There are very good reasons to invest aid directly in public services such as education and health, and a good chance in many cases of eventual economic returns through higher GDP. But we also have evidence that governments perform better when tax is the main source of revenue, and that a higher proportion of tax than aid tends to be spent on those public services – so the priority has to be to support national tax-raising efforts.

This means that it’s likely to be a highly efficient use of a small fraction of the global aid budget to support an intergovernmental tax body tasked with improving the international transparency of assets, income streams and profits; and with providing a globally representative space to discuss and agree improvements to international tax rules. Focusing on the potential upfront cost, to the exclusion of the likely return, is myopic to the point of being self-defeating.

3.      An intergovernmental tax body is a threat to national sovereignty

Perhaps the most damaging thing said was this from Christine Lagarde:

“[I]f anything, levying taxation is considered as an attribute of sovereignty, and anything that takes away from that is going to be very strongly opposed by many countries in the world, many forces.”

This rests on a fundamental misunderstanding of the proposal, and of the way that international tax currently operates. If decisions about taxes were simply to be given up by national legislatures, to some world tax authority for example, there might be a point. But the entire purpose of the proposal is to return and bolster tax sovereignty at the national level.

Without good information on the offshore assets and income streams of residents, or on the full global operations of multinational companies, national tax authorities are unable to take sovereign decisions over direct taxation – meaning, all too often, that they are unable to achieve either the level of revenues or of progressive reduction in inequality that political preferences would indicate. An intergovernmental body that addresses these issues would bolster sovereignty for the great majority of states.

One group would, however, face a possible threat. At risk would be the sovereign freedom of Panama and others, including many states of the USA, to offer financial secrecy vehicles that undermine taxing rights elsewhere.
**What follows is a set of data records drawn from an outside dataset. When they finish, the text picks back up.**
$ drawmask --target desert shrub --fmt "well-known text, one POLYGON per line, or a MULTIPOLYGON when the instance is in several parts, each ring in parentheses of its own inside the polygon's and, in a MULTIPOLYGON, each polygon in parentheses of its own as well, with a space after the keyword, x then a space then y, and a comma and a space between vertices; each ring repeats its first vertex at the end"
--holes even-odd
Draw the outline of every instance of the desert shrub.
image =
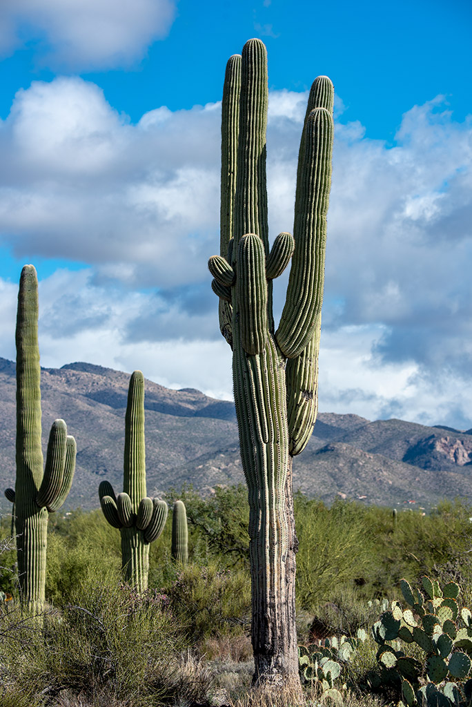
POLYGON ((251 585, 247 573, 190 564, 182 567, 165 590, 172 613, 185 626, 192 643, 215 636, 249 630, 251 585))
POLYGON ((362 578, 372 561, 370 530, 358 506, 295 496, 297 597, 304 609, 327 602, 336 588, 362 578))

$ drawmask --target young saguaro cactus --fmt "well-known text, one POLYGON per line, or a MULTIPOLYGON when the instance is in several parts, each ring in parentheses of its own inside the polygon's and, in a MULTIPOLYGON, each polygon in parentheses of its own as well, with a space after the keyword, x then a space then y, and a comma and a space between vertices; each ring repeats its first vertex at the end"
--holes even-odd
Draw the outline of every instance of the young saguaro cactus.
POLYGON ((48 515, 69 492, 76 450, 66 423, 56 420, 43 473, 37 317, 36 270, 25 265, 16 318, 16 481, 5 496, 13 503, 21 601, 33 609, 45 600, 48 515))
POLYGON ((183 501, 176 501, 172 510, 172 537, 171 556, 187 564, 189 559, 189 528, 187 522, 187 510, 183 501))
POLYGON ((292 459, 317 411, 318 351, 331 187, 334 88, 313 83, 298 160, 293 236, 269 243, 268 79, 249 40, 226 67, 222 106, 220 255, 210 258, 220 328, 233 351, 242 466, 249 489, 254 683, 300 688, 295 631, 292 459), (272 280, 292 257, 275 330, 272 280))
POLYGON ((123 492, 115 496, 109 481, 98 487, 102 510, 122 535, 124 578, 138 592, 148 588, 149 544, 159 537, 167 517, 167 504, 150 498, 146 489, 144 376, 135 370, 129 381, 124 423, 123 492))

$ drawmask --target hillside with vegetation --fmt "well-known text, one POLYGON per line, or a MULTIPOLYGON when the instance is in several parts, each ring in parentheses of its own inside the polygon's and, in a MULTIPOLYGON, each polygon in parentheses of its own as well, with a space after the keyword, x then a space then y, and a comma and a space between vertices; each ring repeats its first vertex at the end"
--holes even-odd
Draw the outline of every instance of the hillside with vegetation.
MULTIPOLYGON (((98 508, 104 479, 120 488, 129 382, 127 373, 89 363, 42 369, 43 428, 64 418, 77 441, 69 510, 98 508)), ((0 358, 4 488, 14 478, 16 385, 15 364, 0 358)), ((146 380, 145 407, 150 493, 191 484, 208 494, 219 484, 242 483, 232 403, 146 380)), ((295 460, 294 487, 326 503, 341 498, 398 508, 428 509, 442 498, 472 498, 472 435, 401 420, 371 422, 321 413, 305 452, 295 460)), ((3 507, 7 509, 6 501, 3 507)))

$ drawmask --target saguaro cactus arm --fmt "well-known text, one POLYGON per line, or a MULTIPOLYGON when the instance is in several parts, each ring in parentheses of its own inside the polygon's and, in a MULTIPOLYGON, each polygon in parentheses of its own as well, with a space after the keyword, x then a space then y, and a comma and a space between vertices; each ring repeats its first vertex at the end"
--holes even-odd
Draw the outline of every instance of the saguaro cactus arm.
POLYGON ((76 456, 77 445, 76 444, 76 440, 72 435, 68 435, 66 440, 66 461, 64 463, 62 486, 56 499, 49 506, 49 510, 51 513, 58 510, 61 508, 71 490, 73 474, 76 471, 76 456))
POLYGON ((45 600, 48 511, 64 503, 75 469, 76 443, 64 420, 53 423, 43 473, 41 390, 37 343, 37 276, 21 271, 16 317, 16 482, 7 489, 15 503, 15 528, 22 602, 37 609, 45 600))
POLYGON ((189 530, 187 510, 183 501, 176 501, 172 511, 172 537, 170 554, 177 562, 185 564, 189 559, 189 530))
POLYGON ((224 105, 235 63, 232 57, 227 66, 222 118, 222 213, 229 204, 225 156, 234 150, 236 140, 230 144, 230 136, 237 134, 233 238, 228 242, 222 235, 220 257, 211 259, 209 267, 215 278, 212 288, 220 298, 220 328, 233 349, 235 402, 248 485, 254 679, 272 687, 290 685, 296 691, 300 689, 295 623, 297 541, 292 458, 306 445, 317 412, 332 84, 319 77, 312 86, 299 156, 294 235, 280 234, 269 252, 265 173, 268 82, 262 42, 249 40, 243 48, 237 133, 224 105), (272 280, 290 257, 287 298, 274 334, 272 280), (225 310, 227 315, 232 314, 230 339, 227 320, 224 331, 221 325, 225 303, 230 303, 225 310))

Most would see the decision here as a clear one. But even here, there would for the first time be a truly representative, global body to take such decisions about the relative merits of protecting different types of sovereignty – rather than the narrow OECD.

Tune in

Perhaps Sunday’s event will see a beautiful consensus emerge – frankly, it’s about time.

The OECD has, arguably, had its chance to show it can provide a forum for truly global discussion and agreement. The failure of the BEPS process to deliver for developing countries above all has surely closed the door on that.

Or else it’s been achieved by the organisation’s current, increasingly laughable inability to name the United States – rather than Panama – as by far the biggest remaining financial centre to refuse to sign up to automatic exchange of tax information.

The US (perhaps still with UK support) retains the power, if not the credibility, to block the creation of an intergovernmental body. But as the US is increasingly seen as the tax haven of choice, for how long?